Monday, January 01, 2007

Live, from the Swamp Forest!

Deep, damp, drizzling rain; the dry beech leaves are orange, fluttering against the violet greys and moss greens of my young forest.

In spite of my bum knee, I made a trip to National Gallery of Art
to see Constable’s 6 foot canvases, before the show comes down today. Oh my, seeing those marvelous beauties, the sketch and the polished academy piece side-by-side, reminds me of why I love to paint. How is it that I lost the love of painting in all the confusion? Like yesterday’s dream, all is swirling around, and the nugget of value gets lost, momentarily.

Why do I love to paint?

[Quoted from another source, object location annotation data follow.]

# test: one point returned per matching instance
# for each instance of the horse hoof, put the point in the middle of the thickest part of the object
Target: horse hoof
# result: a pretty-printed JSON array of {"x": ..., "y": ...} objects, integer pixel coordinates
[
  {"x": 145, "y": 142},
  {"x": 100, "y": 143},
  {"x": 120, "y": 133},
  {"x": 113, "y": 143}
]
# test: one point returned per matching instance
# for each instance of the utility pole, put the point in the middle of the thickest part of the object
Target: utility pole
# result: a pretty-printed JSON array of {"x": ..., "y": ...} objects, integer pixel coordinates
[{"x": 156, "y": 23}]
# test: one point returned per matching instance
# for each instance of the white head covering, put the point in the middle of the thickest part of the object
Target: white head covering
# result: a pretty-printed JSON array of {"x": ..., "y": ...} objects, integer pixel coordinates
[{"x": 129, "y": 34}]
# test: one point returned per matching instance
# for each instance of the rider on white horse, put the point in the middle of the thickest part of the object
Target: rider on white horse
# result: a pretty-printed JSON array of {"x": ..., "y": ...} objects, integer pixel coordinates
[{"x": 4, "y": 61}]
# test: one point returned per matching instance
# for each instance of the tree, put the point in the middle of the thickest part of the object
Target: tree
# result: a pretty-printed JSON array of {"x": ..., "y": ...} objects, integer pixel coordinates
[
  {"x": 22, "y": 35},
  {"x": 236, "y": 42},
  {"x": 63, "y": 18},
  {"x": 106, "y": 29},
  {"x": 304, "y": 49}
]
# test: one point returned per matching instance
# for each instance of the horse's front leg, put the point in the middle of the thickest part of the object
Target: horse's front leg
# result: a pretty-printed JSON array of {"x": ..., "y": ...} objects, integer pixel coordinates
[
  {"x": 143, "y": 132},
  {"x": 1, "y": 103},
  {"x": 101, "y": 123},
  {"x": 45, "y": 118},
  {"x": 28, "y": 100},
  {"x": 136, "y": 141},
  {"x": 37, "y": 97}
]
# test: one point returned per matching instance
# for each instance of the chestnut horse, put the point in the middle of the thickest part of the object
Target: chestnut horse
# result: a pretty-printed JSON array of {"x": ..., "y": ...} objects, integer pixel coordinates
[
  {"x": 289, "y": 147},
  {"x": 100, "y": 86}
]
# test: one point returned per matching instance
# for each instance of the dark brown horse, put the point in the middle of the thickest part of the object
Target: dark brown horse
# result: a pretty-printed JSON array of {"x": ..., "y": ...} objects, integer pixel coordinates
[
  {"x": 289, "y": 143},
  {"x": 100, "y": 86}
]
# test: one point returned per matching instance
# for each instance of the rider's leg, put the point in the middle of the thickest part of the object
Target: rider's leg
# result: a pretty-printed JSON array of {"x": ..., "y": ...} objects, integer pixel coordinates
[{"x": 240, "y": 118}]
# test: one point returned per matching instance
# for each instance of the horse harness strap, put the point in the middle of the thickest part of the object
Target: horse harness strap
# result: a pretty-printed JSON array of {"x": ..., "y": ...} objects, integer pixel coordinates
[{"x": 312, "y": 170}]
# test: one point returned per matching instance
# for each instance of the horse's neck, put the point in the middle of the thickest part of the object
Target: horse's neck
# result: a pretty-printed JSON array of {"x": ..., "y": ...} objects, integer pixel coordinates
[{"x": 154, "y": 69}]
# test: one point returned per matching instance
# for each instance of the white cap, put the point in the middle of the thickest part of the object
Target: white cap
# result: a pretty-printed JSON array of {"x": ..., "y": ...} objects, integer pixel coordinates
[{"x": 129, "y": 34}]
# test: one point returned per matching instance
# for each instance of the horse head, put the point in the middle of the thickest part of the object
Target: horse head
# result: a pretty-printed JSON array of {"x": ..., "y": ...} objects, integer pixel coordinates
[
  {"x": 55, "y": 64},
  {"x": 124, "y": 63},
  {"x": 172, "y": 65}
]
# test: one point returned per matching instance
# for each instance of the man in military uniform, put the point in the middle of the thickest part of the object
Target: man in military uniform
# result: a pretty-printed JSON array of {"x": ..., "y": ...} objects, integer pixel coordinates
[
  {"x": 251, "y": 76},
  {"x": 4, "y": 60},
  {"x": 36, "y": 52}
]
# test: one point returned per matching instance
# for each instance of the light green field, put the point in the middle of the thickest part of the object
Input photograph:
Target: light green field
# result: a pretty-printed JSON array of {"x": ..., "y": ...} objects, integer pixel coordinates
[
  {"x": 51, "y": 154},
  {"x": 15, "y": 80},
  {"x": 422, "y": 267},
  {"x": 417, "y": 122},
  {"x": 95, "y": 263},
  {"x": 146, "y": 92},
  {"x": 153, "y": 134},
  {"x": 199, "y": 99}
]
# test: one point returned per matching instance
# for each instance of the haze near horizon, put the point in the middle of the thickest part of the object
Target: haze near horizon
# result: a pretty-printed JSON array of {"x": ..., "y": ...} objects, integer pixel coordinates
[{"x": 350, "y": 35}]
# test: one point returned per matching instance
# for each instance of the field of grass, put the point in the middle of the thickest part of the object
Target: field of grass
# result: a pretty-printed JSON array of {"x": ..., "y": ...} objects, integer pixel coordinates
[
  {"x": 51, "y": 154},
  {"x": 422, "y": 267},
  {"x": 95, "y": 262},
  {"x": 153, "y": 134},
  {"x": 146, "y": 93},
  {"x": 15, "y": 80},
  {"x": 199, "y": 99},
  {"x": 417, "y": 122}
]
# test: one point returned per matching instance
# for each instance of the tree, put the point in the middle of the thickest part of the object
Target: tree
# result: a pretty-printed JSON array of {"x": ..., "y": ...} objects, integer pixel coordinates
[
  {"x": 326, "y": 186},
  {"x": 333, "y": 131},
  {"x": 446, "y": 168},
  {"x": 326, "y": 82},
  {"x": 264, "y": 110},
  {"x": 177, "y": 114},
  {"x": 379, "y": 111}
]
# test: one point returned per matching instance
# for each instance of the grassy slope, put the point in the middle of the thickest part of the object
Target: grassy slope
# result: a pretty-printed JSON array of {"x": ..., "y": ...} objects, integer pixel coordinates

What did Constable teach me? He reinforced the classic colors of the landscaper’s palette. I learned the joy of wild skies from him, how the paint itself just falls into rhythm like the moving air. And maybe most beloved, the backlit forest of grand trees, with bright windows of skylight breaking through. And oh, (this feels like Christmas morning, and a new gift found under the tree!) the sparkle, the way his later or looser works had almost a froth of bright paint, like the high reflection off sunlit water, that danced over everything like a Jackson Pollock skein!

And, how a flat landscape can make a beautiful composition, with a tiny angled boat tucked here in the weeds, or a fishing figure wearing a touch of red there and bring the eye around and make a flat landscape interesting. Then there is the old wood, the mossy beams of locks, the noble ancient trunks, fallen or still arching, rendered lovingly, simply in umbers and siennas --I feel them.

Constable paintings all look like June or July in the northern latitudes. Here, I can actually get more seasonality into plein-aire pictures since the winter is balmy enough for outdoor work.

I am thinking about my canvas The Early Gods, with the great willow trunks standing like menihirs. There are great trees of the Moyaone that could be honored in this way. Maybe I team up with Elena on this, and include the Chapman's giants, maybe I make portrait of the grand oak on the corner, with its oh-so English church as a backdrop. There are Jose’s fine trees, like Ganesha. And Grace’s valley too.

Stand in the deep forest, surrounded by behemoth poplars and oaks. See how they rise, silently arcing, reaching for the light, making a cathedral arch. Our houses of stone for god are reaching for the light, and they learned this from the trees.

Who taught us to look up? Who taught us to climb, aspire, be strong and upright, have integrity, grain and flex with the tempest wind? Who sheltered us in his arms, off the damp and dangerous floor of the world? Who made fruit and nut to feed us? Who gives us warmth today, but the bones of oak and pine?


My early gods, the willows, were low to the ground, with hairy roots thirstily wicking up the river. Great black fast-growing trunks that lurched this way and that, to keep balance in the shifting delta sand. Frankenstein-esque, they would fall, send up suckers and regrow a whole new vertical tree, only to be blown over again. The rolling willows. The immortal weeper by the ferry, lopped off and trampled in construction, then a bush of twiggy suckers, then a few years to another incarnation of the graceful weeping willow in the 1960 postcard, more than once in my lifetime performing this resurrection.
The black willows are disappearing, as landscapers treat them like weeds, and they are not replaced as they are pruned, trimmed, deleted. Oh, you mean those weed trees, no, we don’t carry them. No one wants those.

Now I live among a young crop of white oak and beech, salted with holly and pine. Down the lane from me, great grand dams of tulip poplar remember George Washington, (as if they really cared!). the chinquapin, the live oak, the sycamore – there are grand beings all around me.

When I think of dryer climes, and my love for the French or western landscape, yes, the water is an issue, but one can find watery landscapes in the arid lands. But what is missing are the TREES, these looming giants, spewing moisture and oxygen into the air, waving their leaves to make the breeze, and giving us their bones for heat and shelter. It is they whom I could not live without. These are my guardians, my bringers of wisdom.

Yes, a guardian angel (like V!) can go with me anywhere, but as an earth-based pagan, I have the great gift and pleasure of walking on the body of my god, and in tree form, being surrounded by grace, power, patience and life-giving air, amid the flying buttresses of oak, poplar and pine.